Pan-fried sunfish with cornmeal crust is a classic American Southern dish featuring firm, white sunfish fillets coated in a seasoned cornmeal batter and pan-fried until golden and crispy. It typically uses fresh sunfish, cornmeal, flour, and spices like paprika or cayenne, often served with lemon wedges or tartar sauce. This preparation is especially popular in the Midwest and Southern United States, where sunfish are abundant in lakes and ponds.
This dish is high in protein from the sunfish and moderate in fat from the frying oil, with a small amount of carbohydrates from the cornmeal crust.

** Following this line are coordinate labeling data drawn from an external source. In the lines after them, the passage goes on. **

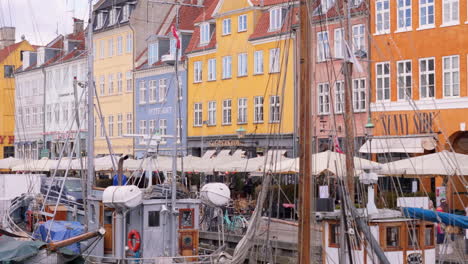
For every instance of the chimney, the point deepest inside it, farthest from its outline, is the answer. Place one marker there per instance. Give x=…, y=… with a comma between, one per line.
x=78, y=25
x=7, y=36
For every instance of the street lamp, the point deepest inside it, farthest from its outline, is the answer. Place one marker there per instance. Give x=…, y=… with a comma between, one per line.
x=241, y=132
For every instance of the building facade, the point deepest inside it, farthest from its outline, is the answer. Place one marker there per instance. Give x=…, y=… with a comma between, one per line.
x=330, y=52
x=10, y=61
x=241, y=82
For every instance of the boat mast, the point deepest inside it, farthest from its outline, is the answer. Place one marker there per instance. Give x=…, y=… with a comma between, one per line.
x=305, y=137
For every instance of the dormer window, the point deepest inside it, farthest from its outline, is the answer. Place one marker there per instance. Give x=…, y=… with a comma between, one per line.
x=152, y=53
x=204, y=33
x=276, y=19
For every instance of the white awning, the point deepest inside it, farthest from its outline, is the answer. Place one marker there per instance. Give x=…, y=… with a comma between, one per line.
x=398, y=145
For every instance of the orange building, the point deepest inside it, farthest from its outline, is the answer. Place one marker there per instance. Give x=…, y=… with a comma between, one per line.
x=419, y=77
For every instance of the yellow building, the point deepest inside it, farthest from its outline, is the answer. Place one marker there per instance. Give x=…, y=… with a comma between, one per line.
x=241, y=77
x=10, y=60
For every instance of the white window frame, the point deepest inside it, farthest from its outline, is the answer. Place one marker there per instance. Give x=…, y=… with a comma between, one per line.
x=258, y=109
x=258, y=62
x=424, y=12
x=339, y=43
x=242, y=65
x=274, y=60
x=227, y=67
x=424, y=74
x=402, y=79
x=226, y=26
x=197, y=72
x=227, y=112
x=212, y=113
x=382, y=17
x=402, y=16
x=359, y=94
x=162, y=90
x=451, y=88
x=453, y=17
x=323, y=91
x=323, y=46
x=242, y=23
x=197, y=114
x=242, y=111
x=211, y=69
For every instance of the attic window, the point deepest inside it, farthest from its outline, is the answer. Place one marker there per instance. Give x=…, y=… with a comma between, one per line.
x=204, y=33
x=276, y=19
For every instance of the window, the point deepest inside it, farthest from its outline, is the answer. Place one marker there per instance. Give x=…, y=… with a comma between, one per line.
x=242, y=23
x=8, y=71
x=111, y=126
x=152, y=53
x=339, y=97
x=204, y=33
x=383, y=81
x=382, y=16
x=129, y=42
x=119, y=45
x=227, y=26
x=211, y=69
x=450, y=12
x=129, y=81
x=119, y=82
x=339, y=43
x=392, y=236
x=404, y=80
x=324, y=98
x=129, y=123
x=227, y=67
x=242, y=111
x=276, y=19
x=451, y=76
x=258, y=62
x=143, y=127
x=212, y=113
x=404, y=15
x=323, y=46
x=197, y=114
x=359, y=95
x=426, y=13
x=426, y=77
x=110, y=46
x=242, y=64
x=359, y=42
x=258, y=109
x=142, y=92
x=162, y=90
x=111, y=83
x=119, y=125
x=274, y=60
x=274, y=109
x=197, y=68
x=163, y=127
x=152, y=91
x=227, y=113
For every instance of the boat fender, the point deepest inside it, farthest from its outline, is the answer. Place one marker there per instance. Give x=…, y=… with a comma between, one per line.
x=134, y=235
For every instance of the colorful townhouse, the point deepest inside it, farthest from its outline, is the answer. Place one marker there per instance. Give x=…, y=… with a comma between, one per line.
x=157, y=89
x=330, y=51
x=241, y=82
x=10, y=61
x=120, y=31
x=419, y=70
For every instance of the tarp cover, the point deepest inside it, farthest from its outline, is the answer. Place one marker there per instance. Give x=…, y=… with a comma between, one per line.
x=431, y=216
x=60, y=230
x=18, y=251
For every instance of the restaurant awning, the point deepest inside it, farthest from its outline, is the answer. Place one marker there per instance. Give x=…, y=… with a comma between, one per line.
x=398, y=144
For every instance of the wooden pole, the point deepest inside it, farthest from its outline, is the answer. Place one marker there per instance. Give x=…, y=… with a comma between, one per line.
x=305, y=137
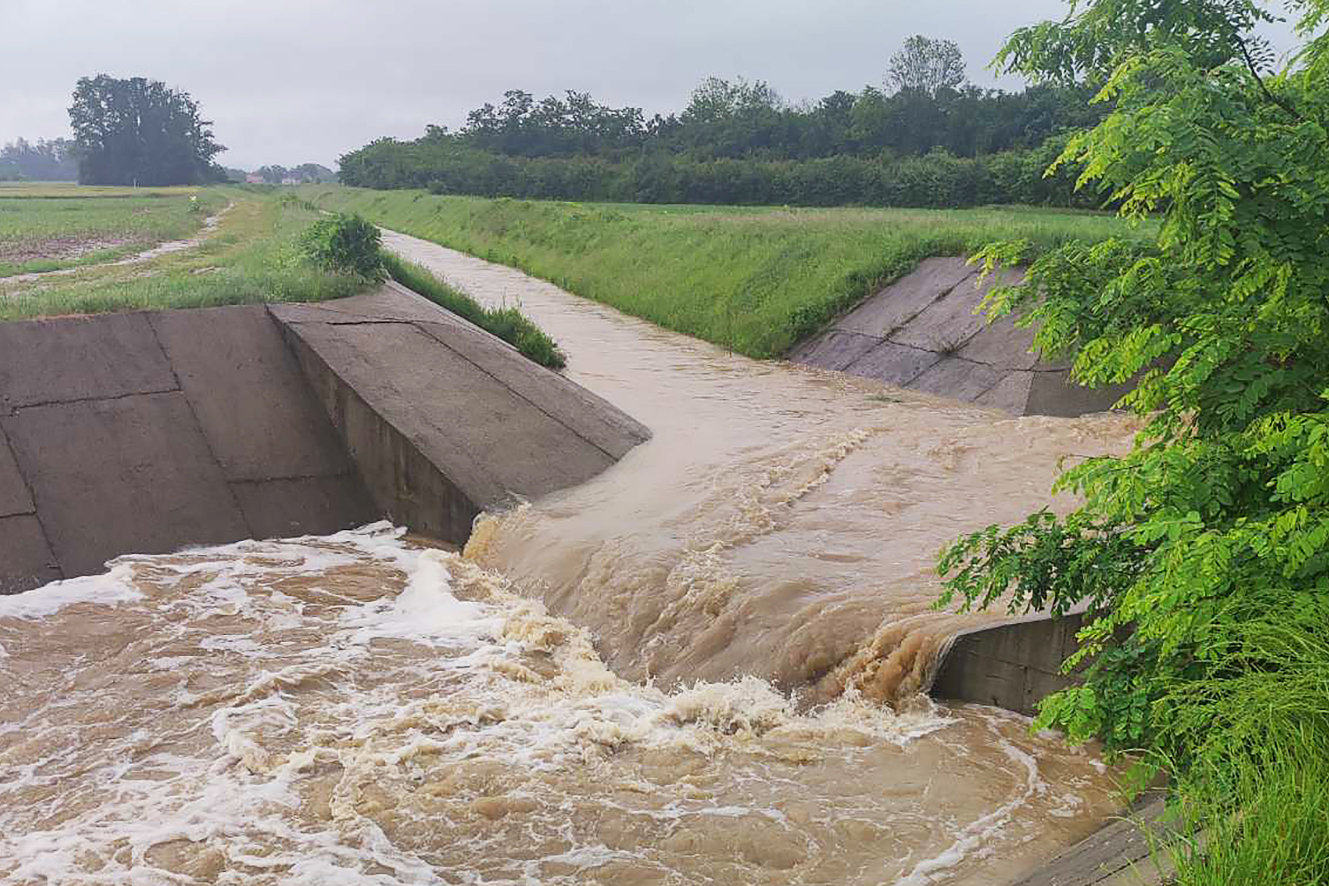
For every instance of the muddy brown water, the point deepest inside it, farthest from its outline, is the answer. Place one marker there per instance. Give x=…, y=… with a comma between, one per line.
x=698, y=668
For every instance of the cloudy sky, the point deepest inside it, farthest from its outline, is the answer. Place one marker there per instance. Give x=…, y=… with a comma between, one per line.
x=291, y=81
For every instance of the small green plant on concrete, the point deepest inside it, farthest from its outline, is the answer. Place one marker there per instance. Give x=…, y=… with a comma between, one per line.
x=1202, y=554
x=346, y=243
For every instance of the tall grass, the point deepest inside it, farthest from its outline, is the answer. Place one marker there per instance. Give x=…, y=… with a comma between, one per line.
x=755, y=280
x=253, y=258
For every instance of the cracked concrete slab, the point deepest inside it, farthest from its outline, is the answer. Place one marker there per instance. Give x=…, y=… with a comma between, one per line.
x=907, y=298
x=140, y=480
x=303, y=505
x=925, y=332
x=13, y=492
x=80, y=359
x=25, y=559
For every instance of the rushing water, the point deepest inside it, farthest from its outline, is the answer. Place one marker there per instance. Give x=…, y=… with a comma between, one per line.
x=670, y=675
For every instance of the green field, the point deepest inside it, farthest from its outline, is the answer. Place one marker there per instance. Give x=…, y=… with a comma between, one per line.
x=755, y=280
x=45, y=227
x=253, y=257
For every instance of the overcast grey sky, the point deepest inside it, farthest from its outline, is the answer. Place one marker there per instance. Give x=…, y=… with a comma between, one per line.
x=291, y=81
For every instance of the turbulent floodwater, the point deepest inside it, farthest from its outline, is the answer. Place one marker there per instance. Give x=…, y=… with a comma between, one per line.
x=699, y=668
x=362, y=709
x=783, y=522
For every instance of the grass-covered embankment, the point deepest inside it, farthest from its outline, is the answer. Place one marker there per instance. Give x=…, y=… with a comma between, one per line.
x=254, y=257
x=755, y=280
x=261, y=253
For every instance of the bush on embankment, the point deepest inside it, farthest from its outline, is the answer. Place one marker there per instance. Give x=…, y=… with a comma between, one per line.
x=1202, y=554
x=929, y=181
x=347, y=243
x=755, y=280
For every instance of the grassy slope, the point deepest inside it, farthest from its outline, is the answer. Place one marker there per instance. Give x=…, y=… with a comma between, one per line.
x=751, y=279
x=45, y=227
x=253, y=257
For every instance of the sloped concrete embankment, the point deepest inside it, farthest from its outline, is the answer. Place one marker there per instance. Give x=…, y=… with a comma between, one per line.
x=152, y=432
x=922, y=332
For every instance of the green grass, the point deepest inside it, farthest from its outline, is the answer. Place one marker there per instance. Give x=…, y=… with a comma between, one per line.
x=1255, y=784
x=258, y=254
x=254, y=257
x=508, y=323
x=45, y=227
x=755, y=280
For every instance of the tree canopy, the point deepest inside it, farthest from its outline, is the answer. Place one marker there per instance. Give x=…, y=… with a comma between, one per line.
x=40, y=161
x=140, y=132
x=1203, y=554
x=738, y=141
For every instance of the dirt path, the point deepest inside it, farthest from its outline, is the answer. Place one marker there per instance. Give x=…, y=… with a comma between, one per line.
x=210, y=226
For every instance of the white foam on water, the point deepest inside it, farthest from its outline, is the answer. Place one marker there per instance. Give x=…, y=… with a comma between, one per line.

It provides key nutrients like omega-3 fatty acids, vitamin B12, and selenium, with a rough calorie estimate of 300-350 kcal per serving.
| Calories | 320 kcal |
| Protein | 28 g |
| Carbs | 12 g |
| Fat | 18 g |
| Fiber | 1 g |
| Sugar | 0 g |
| Sodium | 450 mg |
| Vitamin B12 | 2.5 mcg |
| Selenium | 30 mcg |
| Phosphorus | 250 mg |
| Niacin (B3) | 4 mg |
| Omega-3 fatty acids | 0.5 g |
| Potassium | 350 mg |
| Vitamin D | 1.5 mcg |
| Magnesium | 30 mg |
Per 1 fillet (150 g) · estimated, varies by recipe
Sunfish are one of the most sustainable freshwater fish in North America, often caught by recreational anglers, making this dish a celebration of local, accessible ingredients. The cornmeal crust not only adds a satisfying crunch but also enhances the dish's rustic, home-cooked appeal, tying it to traditions of using simple, pantry staples in regional cooking.